Explicó: explotación de minas abandonadas, un taller de carrocerías, quizá —si lograba interesar a un grupo financiero— altos hornos: «Porque hay carbón muy cerca; carbón de excelente calidad». La construcción de altos hornos sería la coronación de su obra.

—Pero antes hay mucho que hacer. Mientras ciento cincuenta hombres pierden el tiempo en la pesca… Así no se puede. Son un mal ejemplo. El pescador es vago y va a la taberna; piensa que andar por la mar con peligro de su vida le da derecho a ser borracho y anarquista. Por otra parte, la multiplicidad de empresas les lleva a sentirse independientes; ellos cobran de doña Mariana, y eso les hace mantenerse en rebeldía.
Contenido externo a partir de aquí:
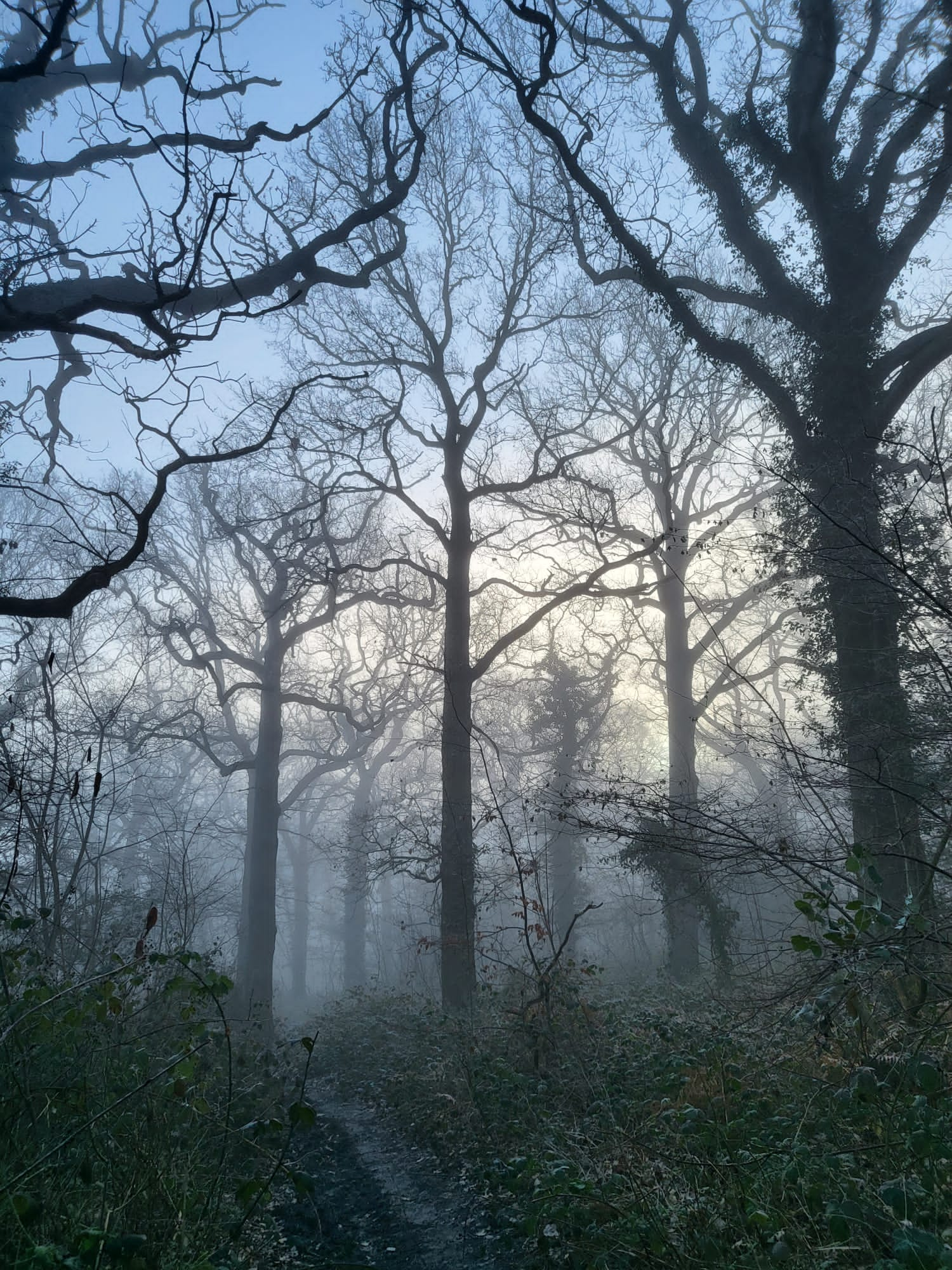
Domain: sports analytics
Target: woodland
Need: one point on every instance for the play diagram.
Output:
(475, 634)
El pueblo entero tiene que constituir una unidad económica industrial. La pesca es un negocio ruinoso, y el campo no da más que maíz y berzas, con un esfuerzo desproporcionado. ¿Para qué gastar las energías de una sola persona en un trabajo antieconómico? Yo daré sueldos suficientes para que pueda traerse todo de fuera. Organizaré un economato, en el que cada trabajador encontrará lo que le haga falta sin necesidad de sostener un comercio miserable. Yo…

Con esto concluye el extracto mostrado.